Am Freitag, den 9. Februar 2024, erscheint “Das Über-Icke”! So heisst das neue Meisterwerk von Grossstadtgeflüster. Es ist ihr mittlerweile 7. Studioalbum und verweigert sich weiterhin auf freudvolle Art und Weise jeglichen gelehrten Kategorien der Musik und Kunst. In ihrem Pressetext heisst es: “Die Hymnen von Grossstadtgeflüster sind tanzende Unabhängigkeitserklärungen, kopfnickende Befreiungsschläge von gesellschaftlichem oder selbstgemachtem Erwartungsdruck, pogende Ping-Pongs zwischen Größenwahn und Scheitern.” Das fasst das Ganze schon mal gut zusammen, aber betrachten wir doch lieber nochmal einzelne Songs von “Das Über-Icke” etwas genauer.

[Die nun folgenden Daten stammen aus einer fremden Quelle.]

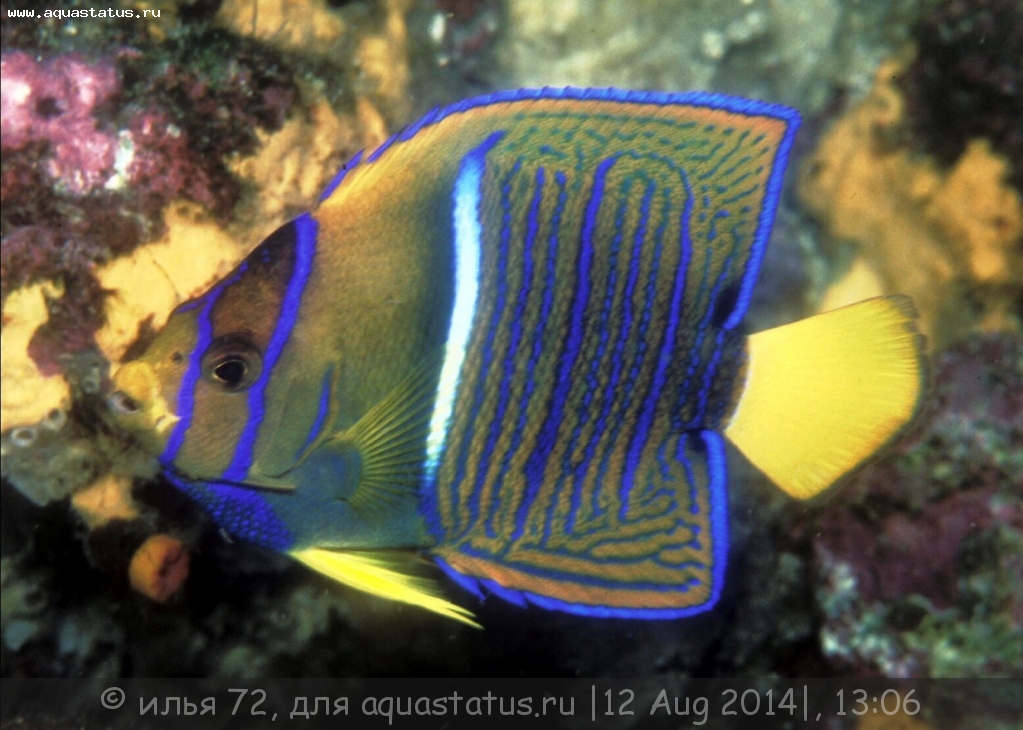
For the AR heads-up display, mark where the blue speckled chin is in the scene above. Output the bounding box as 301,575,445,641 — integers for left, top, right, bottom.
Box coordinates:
165,473,294,551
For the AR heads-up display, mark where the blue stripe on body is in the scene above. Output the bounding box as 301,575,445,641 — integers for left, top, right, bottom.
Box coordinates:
423,131,505,540
690,227,748,428
560,175,632,535
514,154,617,542
459,156,522,537
700,429,729,613
675,245,733,431
693,329,730,429
676,434,701,518
589,181,662,521
675,165,752,430
485,166,547,539
161,265,248,465
619,169,694,518
688,216,750,429
672,189,717,430
221,214,318,482
483,170,567,542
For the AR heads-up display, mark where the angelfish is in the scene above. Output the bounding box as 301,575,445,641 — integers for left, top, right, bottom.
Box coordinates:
108,88,924,626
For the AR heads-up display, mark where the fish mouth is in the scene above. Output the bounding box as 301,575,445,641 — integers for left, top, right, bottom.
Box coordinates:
106,361,180,445
153,412,182,433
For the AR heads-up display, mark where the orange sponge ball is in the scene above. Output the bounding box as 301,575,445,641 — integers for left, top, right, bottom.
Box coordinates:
129,534,190,603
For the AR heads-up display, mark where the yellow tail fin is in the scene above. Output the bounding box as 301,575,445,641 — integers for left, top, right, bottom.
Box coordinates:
290,548,480,628
724,295,925,499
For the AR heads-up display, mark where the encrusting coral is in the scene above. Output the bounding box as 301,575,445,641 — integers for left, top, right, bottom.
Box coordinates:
94,201,249,366
1,282,70,433
799,57,1023,347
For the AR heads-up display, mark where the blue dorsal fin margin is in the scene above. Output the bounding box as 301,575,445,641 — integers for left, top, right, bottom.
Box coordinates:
318,149,364,202
316,87,800,196
315,87,799,327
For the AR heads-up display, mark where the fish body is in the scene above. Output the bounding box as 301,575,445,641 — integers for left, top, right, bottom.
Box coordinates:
109,88,925,624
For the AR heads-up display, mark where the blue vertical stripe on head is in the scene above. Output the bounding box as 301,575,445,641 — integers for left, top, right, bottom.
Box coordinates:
161,265,247,465
222,214,318,482
424,131,506,503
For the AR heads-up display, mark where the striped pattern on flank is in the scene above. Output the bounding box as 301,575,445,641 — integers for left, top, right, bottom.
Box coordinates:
421,96,786,613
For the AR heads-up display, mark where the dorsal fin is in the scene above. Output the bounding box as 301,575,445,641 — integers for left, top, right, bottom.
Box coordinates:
289,548,479,627
724,295,926,499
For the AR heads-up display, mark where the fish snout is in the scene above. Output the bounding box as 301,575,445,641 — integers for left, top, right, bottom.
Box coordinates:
107,361,180,440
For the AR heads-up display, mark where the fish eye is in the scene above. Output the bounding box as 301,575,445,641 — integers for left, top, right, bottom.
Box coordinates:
201,335,262,392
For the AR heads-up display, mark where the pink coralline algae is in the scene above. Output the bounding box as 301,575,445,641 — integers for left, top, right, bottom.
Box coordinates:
120,107,223,218
1,52,120,195
0,44,296,372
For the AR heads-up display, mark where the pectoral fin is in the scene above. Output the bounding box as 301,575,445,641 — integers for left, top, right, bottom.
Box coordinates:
334,354,442,515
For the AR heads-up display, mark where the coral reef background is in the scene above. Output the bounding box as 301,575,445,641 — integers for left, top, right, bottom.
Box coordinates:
1,0,1020,718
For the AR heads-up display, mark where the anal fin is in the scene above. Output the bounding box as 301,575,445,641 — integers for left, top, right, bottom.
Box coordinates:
433,431,730,618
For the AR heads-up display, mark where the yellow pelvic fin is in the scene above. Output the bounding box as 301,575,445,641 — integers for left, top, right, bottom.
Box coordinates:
724,295,925,500
289,548,480,628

Das Album startet mit dem sozusagen Titel-Track “Icke”. Ich hatte das Glück diesen Song live zuerst kennenzulernen, als Grossstadtgeflüster als Support für Jan Delay bei Strand Open Air gespielt haben. Direkt vom ersten Moment an war ich schockverliebt! Der Sound ist vergleichsweise minimalistisch gehalten, doch genau dies passt hier perfekt um den Text und Inhalt zu unterstreichen. Es ist eine Hymne auf die überbordende pure Lust des Seins. Doch vor allem die klassisch anmutende Bridge hat es mir persönlich angetan. Diese kontrastiert den tanzbaren Beat mit einem Melodiebogen wie aus einem kommunistischen Archiv-Karton der 3-Groschen-Oper und greift dabei auch auf Anspielungen von Oldies zurück. Zum Beispiel mit der Zeile “Wer packt die Badehose ein?”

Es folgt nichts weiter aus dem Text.